Kippen besteden vrijwel de hele dag aan het zoeken van voedsel: zaden, insecten, wormen en dergelijke. Daarbij krabben ze de grond los en onderzoeken die met hun snavel. Verder nemen ze af en toe een stofbad en verzorgen ze hun veren met het vet uit de stuitklier. Als er genoeg voedsel is blijven kippen op één plek en komen zelden meer dan 50 meter van hun slaap plek.
Een kip gaat eens per jaar in de rui. Dit duurt ongeveer twee maanden. Dit kost veel energie, ze leggen dan geen eierren. De kam en de lellen worden kleiner en de kop wordt bleek.
Verschillende rassen
Verschillende rassen
Door de fokkerij zijn er heel veel verschillende hoenders en dwerghoenders (kippen en krielkippen) ontstaan. Nederland kent meer dan 85 kippenrassen en meer dan 85 krielkip rassen. We kennen verschillende gebruiksdoelen. Kippen speciaal voor de vlees produktie, kippen voor de eier produktie en kippen die geschikt zijn voor beide gebruiksdoelen (dubbel doel). Ook zijn er kippen die puur voor de sier gefokt zijn. Kippen die veel vlees produceren zijn bijvoorbeeld: de Brahma en de Orpington. Kippen die veel eiren leggen zijn bijvoorbeeld de Leghorn en Fries Hoen. Ook de Lakenvelder legt veel eieren. Een dubbeldoel ras is de Barnevelder en de Australatorp. Sierrassen zijn de Kraaikop, Uilebaard en de Kuifhoen.
Voeding
Voeding
De voeding van de kip bestaat uit een pluimveekorrel of -meel als basisvoer, aangevuld met wat graan en groenvoer als bijvoer. Een hobbykip eet gemiddeld 60 gram voer per dag.Het voordeel van een voer in meelvorm is dat de kippen er veel langer over doen om hun voer binnen te krijgen. Dit geeft de dieren iets te doen en kan verenpikken bij elkaar voorkomen. Een nadeel is dat er vaak ook meer van gemorst wordt. Gebruik daarom voldoende voerbakken met een naar binnen gebogen rand. Voor kippen met baarden of kuiven is meel niet zo geschikt, het kan namelijk in de baard en/of kuif blijven hangen waarna hokgenoten ernaar gaan pikken. Kies een korrel waarvan de grootte past bij het formaat van uw dieren. Volwassen kippen eten gemiddeld 30 tot 100 gram voer per dag, maar dit is uiteraard afhankelijk van hun grootte, activiteit (bezigheid, broedsheid, leggen) en de omgevingstemperatuur. Wanneer u ’s ochtends voert, moet het voer helemaal op zijn voordat de kippen ’s avonds op stok gaan. Controleer regelmatig de conditie van de kippen; op het borstbeen mag een beperkte hoeveelheid vlees zitten en het achterlijf mag niet te vol aanvoelen. Als het borstbeen scherp aanvoelt is de kip te mager.

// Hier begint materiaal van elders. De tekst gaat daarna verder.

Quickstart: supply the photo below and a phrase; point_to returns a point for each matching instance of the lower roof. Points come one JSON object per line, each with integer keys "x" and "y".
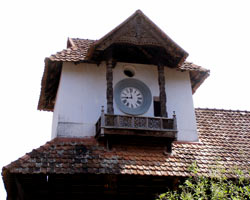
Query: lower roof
{"x": 224, "y": 141}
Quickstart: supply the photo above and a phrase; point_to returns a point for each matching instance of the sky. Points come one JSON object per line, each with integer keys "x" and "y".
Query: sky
{"x": 215, "y": 33}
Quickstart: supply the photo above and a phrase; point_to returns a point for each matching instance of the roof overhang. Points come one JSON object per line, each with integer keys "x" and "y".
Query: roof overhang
{"x": 139, "y": 31}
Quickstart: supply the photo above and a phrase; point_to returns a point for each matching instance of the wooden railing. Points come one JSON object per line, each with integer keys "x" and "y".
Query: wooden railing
{"x": 111, "y": 121}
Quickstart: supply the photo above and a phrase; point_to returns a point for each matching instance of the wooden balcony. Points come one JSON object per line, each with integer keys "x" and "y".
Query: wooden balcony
{"x": 109, "y": 124}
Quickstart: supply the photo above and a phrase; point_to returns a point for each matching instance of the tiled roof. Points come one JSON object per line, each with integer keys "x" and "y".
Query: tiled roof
{"x": 188, "y": 66}
{"x": 75, "y": 53}
{"x": 78, "y": 49}
{"x": 224, "y": 141}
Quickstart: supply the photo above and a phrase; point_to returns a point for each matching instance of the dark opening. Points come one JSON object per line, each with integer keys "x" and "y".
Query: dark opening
{"x": 129, "y": 73}
{"x": 157, "y": 107}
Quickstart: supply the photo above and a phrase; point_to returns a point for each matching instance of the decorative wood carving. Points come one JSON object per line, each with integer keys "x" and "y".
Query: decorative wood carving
{"x": 109, "y": 92}
{"x": 163, "y": 98}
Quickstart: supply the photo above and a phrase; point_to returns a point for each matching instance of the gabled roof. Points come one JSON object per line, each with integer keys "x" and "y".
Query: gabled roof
{"x": 224, "y": 141}
{"x": 139, "y": 30}
{"x": 76, "y": 52}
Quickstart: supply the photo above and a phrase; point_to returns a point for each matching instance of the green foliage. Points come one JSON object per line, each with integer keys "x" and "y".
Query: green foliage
{"x": 215, "y": 187}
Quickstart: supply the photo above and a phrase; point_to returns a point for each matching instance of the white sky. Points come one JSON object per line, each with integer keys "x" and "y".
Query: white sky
{"x": 215, "y": 33}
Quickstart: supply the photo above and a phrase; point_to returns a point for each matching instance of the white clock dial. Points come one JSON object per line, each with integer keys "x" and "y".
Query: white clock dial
{"x": 131, "y": 97}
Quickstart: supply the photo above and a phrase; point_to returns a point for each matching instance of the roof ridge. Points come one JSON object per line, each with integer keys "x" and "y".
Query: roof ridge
{"x": 221, "y": 109}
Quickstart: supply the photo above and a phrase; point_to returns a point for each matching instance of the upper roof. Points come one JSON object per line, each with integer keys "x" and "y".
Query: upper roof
{"x": 76, "y": 52}
{"x": 137, "y": 30}
{"x": 224, "y": 141}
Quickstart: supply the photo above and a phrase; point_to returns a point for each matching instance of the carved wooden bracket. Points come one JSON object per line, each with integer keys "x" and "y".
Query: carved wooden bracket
{"x": 163, "y": 98}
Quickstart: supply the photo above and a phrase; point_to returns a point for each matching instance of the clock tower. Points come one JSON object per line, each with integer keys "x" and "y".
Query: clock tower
{"x": 132, "y": 82}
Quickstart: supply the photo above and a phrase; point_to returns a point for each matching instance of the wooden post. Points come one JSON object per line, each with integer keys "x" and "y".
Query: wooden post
{"x": 175, "y": 121}
{"x": 163, "y": 98}
{"x": 109, "y": 92}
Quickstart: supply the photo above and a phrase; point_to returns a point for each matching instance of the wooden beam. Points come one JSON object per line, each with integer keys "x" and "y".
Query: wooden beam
{"x": 163, "y": 98}
{"x": 109, "y": 91}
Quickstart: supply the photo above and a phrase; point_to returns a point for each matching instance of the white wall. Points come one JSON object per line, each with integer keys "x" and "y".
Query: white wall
{"x": 82, "y": 92}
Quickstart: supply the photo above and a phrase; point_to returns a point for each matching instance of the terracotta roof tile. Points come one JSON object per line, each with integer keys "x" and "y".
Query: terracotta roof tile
{"x": 77, "y": 51}
{"x": 221, "y": 142}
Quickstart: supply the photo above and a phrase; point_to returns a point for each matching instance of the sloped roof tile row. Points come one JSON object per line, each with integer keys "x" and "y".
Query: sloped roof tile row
{"x": 86, "y": 155}
{"x": 78, "y": 48}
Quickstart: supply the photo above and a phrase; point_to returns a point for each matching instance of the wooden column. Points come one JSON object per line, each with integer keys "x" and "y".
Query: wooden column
{"x": 109, "y": 92}
{"x": 163, "y": 98}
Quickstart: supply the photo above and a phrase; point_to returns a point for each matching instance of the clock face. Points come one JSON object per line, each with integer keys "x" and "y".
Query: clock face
{"x": 131, "y": 97}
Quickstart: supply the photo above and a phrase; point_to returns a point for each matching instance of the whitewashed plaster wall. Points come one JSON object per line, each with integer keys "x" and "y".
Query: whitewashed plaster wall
{"x": 82, "y": 92}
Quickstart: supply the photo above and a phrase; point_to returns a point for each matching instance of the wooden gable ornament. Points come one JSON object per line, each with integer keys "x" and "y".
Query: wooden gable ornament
{"x": 138, "y": 40}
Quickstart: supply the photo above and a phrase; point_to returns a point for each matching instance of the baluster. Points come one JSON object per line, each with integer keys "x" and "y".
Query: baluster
{"x": 133, "y": 122}
{"x": 161, "y": 123}
{"x": 174, "y": 121}
{"x": 118, "y": 121}
{"x": 102, "y": 117}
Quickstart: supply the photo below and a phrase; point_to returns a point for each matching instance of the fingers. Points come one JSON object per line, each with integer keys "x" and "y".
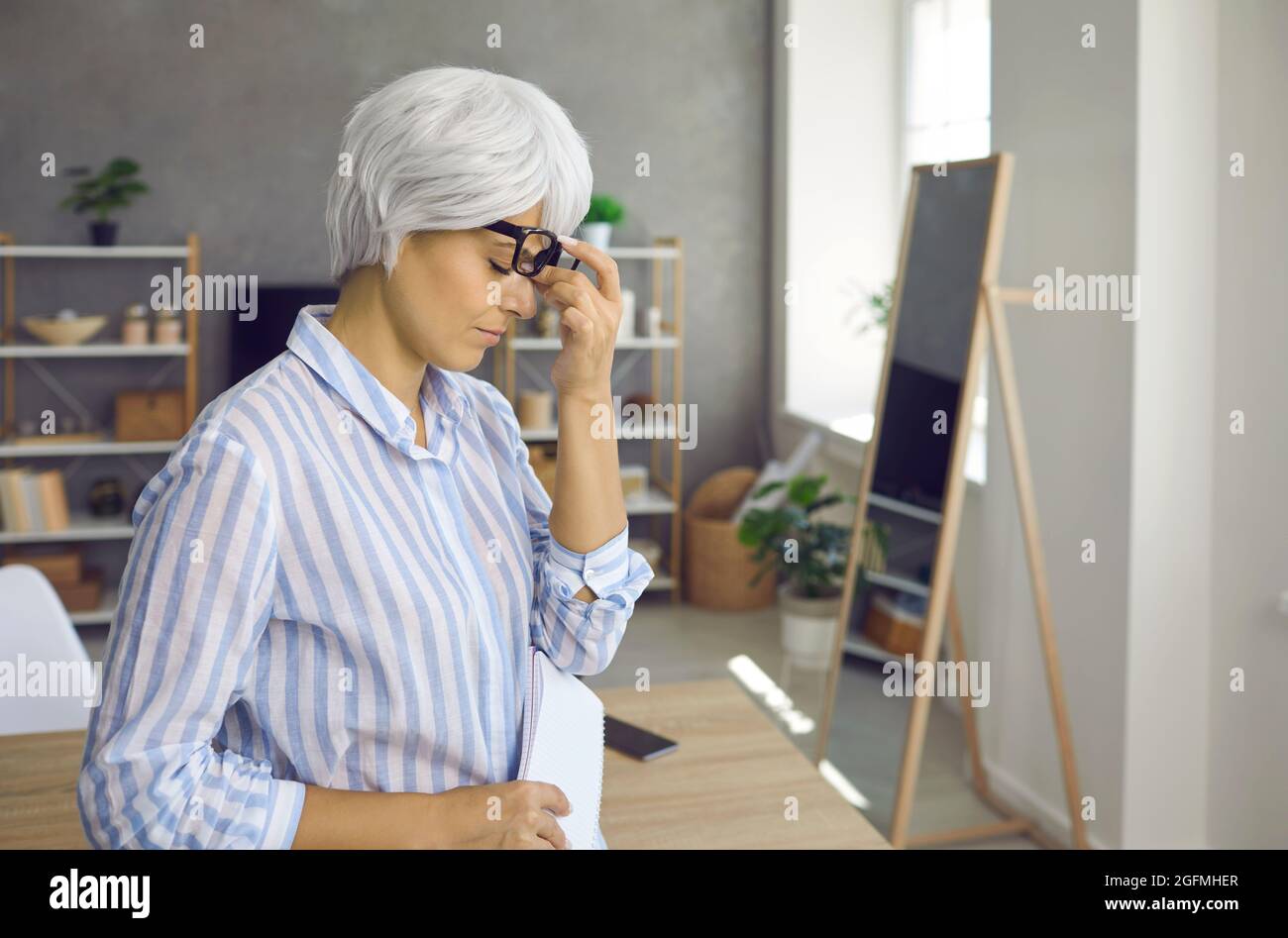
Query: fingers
{"x": 603, "y": 265}
{"x": 552, "y": 796}
{"x": 587, "y": 302}
{"x": 549, "y": 830}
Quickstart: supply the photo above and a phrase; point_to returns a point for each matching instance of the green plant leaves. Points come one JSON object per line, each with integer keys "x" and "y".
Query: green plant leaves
{"x": 112, "y": 188}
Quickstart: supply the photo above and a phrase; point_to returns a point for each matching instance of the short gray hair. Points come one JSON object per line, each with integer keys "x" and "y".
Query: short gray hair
{"x": 451, "y": 149}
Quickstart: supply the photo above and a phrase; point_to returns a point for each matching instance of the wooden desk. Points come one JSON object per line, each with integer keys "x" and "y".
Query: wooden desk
{"x": 38, "y": 791}
{"x": 722, "y": 787}
{"x": 726, "y": 783}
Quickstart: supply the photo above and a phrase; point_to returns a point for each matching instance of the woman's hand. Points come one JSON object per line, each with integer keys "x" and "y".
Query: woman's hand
{"x": 518, "y": 818}
{"x": 588, "y": 325}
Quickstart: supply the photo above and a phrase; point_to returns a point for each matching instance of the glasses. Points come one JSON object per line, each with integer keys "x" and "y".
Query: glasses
{"x": 533, "y": 248}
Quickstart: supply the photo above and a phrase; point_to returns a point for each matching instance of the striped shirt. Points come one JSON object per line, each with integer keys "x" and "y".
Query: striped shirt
{"x": 313, "y": 598}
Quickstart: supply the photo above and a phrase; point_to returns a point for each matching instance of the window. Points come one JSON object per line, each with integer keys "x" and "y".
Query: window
{"x": 947, "y": 110}
{"x": 927, "y": 105}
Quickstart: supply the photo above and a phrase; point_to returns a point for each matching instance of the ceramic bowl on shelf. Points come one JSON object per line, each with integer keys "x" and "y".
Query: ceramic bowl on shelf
{"x": 59, "y": 330}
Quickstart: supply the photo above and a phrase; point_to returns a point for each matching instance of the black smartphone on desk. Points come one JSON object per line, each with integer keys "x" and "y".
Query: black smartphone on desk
{"x": 636, "y": 742}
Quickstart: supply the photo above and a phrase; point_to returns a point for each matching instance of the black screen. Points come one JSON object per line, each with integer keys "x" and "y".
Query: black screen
{"x": 257, "y": 342}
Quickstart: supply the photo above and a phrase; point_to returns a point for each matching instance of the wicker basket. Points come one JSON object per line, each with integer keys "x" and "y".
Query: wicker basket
{"x": 716, "y": 568}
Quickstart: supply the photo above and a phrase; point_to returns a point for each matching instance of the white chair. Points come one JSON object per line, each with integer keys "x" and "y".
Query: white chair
{"x": 35, "y": 626}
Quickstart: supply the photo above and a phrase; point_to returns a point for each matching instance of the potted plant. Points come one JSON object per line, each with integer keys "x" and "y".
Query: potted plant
{"x": 874, "y": 309}
{"x": 597, "y": 226}
{"x": 809, "y": 556}
{"x": 103, "y": 193}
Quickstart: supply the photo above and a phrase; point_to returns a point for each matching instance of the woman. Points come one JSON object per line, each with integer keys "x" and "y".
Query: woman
{"x": 335, "y": 580}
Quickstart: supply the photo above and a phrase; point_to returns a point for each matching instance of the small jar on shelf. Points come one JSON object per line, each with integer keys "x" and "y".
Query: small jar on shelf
{"x": 134, "y": 331}
{"x": 168, "y": 330}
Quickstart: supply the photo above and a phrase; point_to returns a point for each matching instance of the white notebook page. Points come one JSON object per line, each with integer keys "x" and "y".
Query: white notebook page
{"x": 566, "y": 745}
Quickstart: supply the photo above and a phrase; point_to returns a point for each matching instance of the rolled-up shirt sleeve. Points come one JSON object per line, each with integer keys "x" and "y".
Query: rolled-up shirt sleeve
{"x": 194, "y": 600}
{"x": 578, "y": 635}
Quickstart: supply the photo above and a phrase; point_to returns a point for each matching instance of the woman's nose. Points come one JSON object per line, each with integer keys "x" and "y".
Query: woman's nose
{"x": 524, "y": 299}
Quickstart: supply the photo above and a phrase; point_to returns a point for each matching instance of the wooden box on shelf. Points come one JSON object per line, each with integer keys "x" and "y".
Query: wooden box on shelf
{"x": 82, "y": 595}
{"x": 147, "y": 415}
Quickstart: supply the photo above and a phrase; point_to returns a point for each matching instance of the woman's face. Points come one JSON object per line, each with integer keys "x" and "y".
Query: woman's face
{"x": 454, "y": 292}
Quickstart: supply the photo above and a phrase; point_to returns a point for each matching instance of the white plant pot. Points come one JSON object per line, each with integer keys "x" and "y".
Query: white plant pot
{"x": 809, "y": 628}
{"x": 597, "y": 234}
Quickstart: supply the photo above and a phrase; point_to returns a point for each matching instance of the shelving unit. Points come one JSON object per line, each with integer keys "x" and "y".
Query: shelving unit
{"x": 85, "y": 528}
{"x": 664, "y": 495}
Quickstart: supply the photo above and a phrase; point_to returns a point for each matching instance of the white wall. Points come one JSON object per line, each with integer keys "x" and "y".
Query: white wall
{"x": 1068, "y": 115}
{"x": 1168, "y": 624}
{"x": 841, "y": 211}
{"x": 1249, "y": 525}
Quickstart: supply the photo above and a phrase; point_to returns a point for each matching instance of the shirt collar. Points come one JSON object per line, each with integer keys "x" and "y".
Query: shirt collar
{"x": 314, "y": 344}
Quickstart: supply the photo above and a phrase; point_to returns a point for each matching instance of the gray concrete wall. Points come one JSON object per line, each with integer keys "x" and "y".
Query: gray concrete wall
{"x": 237, "y": 141}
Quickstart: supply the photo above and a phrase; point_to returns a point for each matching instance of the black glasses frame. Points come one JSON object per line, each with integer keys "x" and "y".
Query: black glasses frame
{"x": 550, "y": 256}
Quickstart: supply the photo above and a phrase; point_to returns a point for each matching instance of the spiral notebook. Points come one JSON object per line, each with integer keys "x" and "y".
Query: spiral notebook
{"x": 563, "y": 744}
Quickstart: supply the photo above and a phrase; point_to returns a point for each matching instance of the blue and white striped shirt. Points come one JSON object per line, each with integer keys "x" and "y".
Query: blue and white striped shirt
{"x": 312, "y": 596}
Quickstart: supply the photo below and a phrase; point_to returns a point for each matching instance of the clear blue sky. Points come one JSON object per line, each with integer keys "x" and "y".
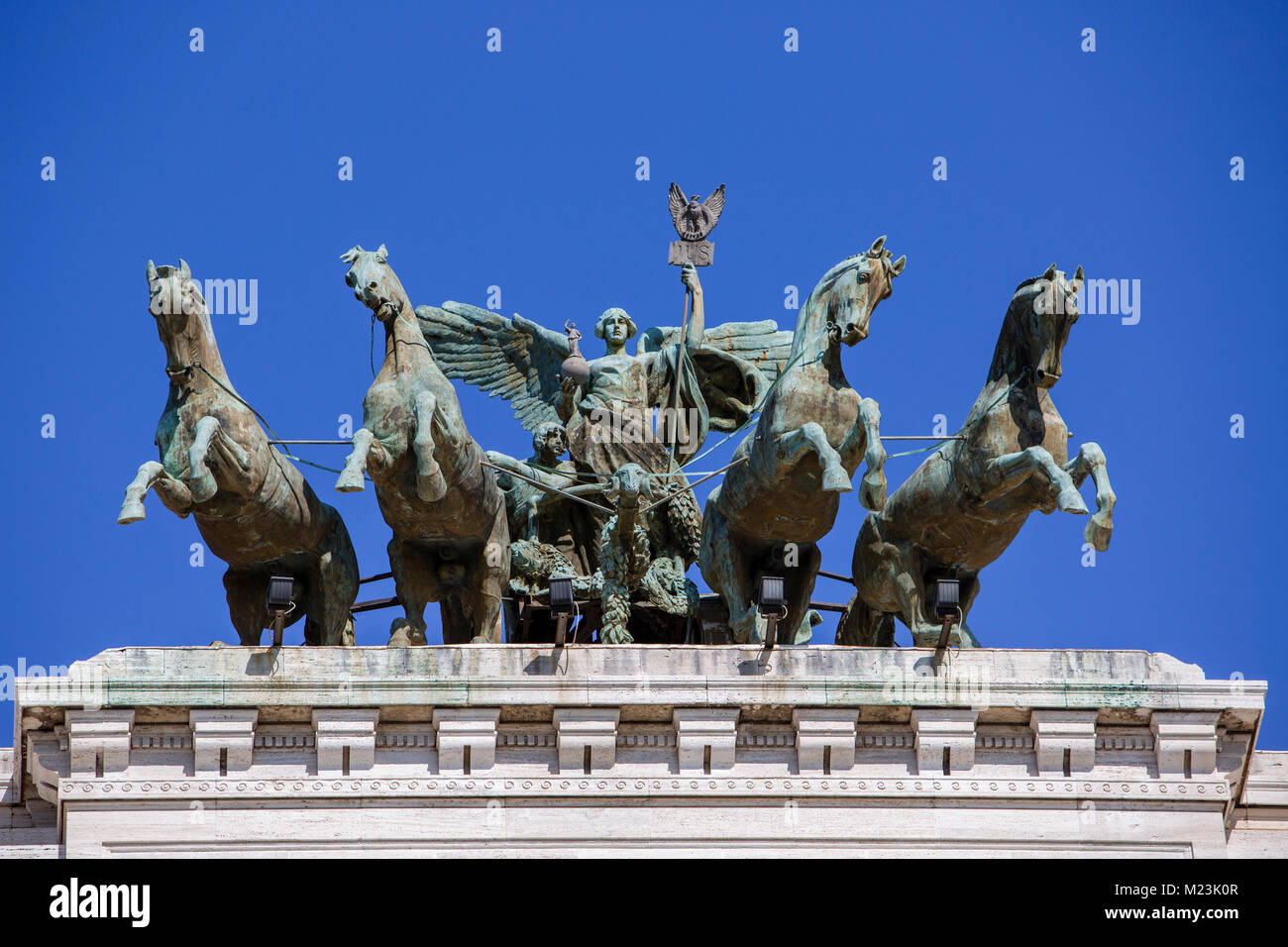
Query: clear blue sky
{"x": 516, "y": 169}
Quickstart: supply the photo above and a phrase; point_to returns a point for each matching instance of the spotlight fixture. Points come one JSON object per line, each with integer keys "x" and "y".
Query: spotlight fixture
{"x": 281, "y": 603}
{"x": 947, "y": 607}
{"x": 772, "y": 604}
{"x": 562, "y": 605}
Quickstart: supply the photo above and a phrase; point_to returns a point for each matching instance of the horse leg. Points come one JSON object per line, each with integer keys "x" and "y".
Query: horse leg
{"x": 201, "y": 480}
{"x": 151, "y": 475}
{"x": 1008, "y": 472}
{"x": 493, "y": 566}
{"x": 430, "y": 484}
{"x": 1091, "y": 460}
{"x": 351, "y": 478}
{"x": 810, "y": 438}
{"x": 866, "y": 437}
{"x": 415, "y": 585}
{"x": 864, "y": 625}
{"x": 724, "y": 567}
{"x": 798, "y": 589}
{"x": 335, "y": 585}
{"x": 246, "y": 592}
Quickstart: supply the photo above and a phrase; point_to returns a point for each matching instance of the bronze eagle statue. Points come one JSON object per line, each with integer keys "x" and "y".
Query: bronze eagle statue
{"x": 695, "y": 219}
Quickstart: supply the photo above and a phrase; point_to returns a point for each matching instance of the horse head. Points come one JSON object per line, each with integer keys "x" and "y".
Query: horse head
{"x": 1035, "y": 328}
{"x": 842, "y": 302}
{"x": 174, "y": 302}
{"x": 374, "y": 282}
{"x": 626, "y": 486}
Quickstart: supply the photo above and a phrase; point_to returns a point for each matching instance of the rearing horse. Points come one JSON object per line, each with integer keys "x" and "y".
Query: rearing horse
{"x": 252, "y": 505}
{"x": 814, "y": 429}
{"x": 964, "y": 505}
{"x": 451, "y": 538}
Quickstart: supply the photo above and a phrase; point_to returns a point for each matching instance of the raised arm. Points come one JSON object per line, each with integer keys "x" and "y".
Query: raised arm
{"x": 697, "y": 318}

Geef kuikens tot ongeveer zes weken een kuiken- of startmeel- of korrel (ook wel opfokvoer I genoemd). Daarna kan tot een leeftijd van ongeveer vijf á zes maanden een opfok- of jonge hennenvoer (of opfokvoer II) gegeven worden. Zodra de hennen zijn gaan leggen, moet overgeschakeld worden op een legmeel of –korrel. Wilt u de eieren niet gebruiken voor consumptie maar voor de fokkerij, geef dan een foktoomvoer in plaats van een legmeel of –korrel. Geef kippen tijdens de ruiperiode zogenaamd onderhoudsvoer in plaats van een legkorrel of legmeel.
Kippen zijn dol op graan, maar kunnen er wel snel dik van worden. Gebruik het dus enkel als bijvoeding. Maximaal 10% van de totale voeding mag bestaan uit een graanmengsel. Graanmengsels voor kippen bevatten doorgaans haver, tarwe, maïs en gerst, soms aangevuld met kleine zonnebloempitten maar dit laatste is erg vet en daardoor minder geschikt. Voor de kleine rassen kunt u beter kiezen voor een graanmengsel dat gebroken granen bevat, want de zaden zijn anders te groot voor de kleine snavels. Geef kuikens speciaal kuikenzaad. Koop alleen graanmengsels met glanzende zaden, een frisse geur en weinig stof.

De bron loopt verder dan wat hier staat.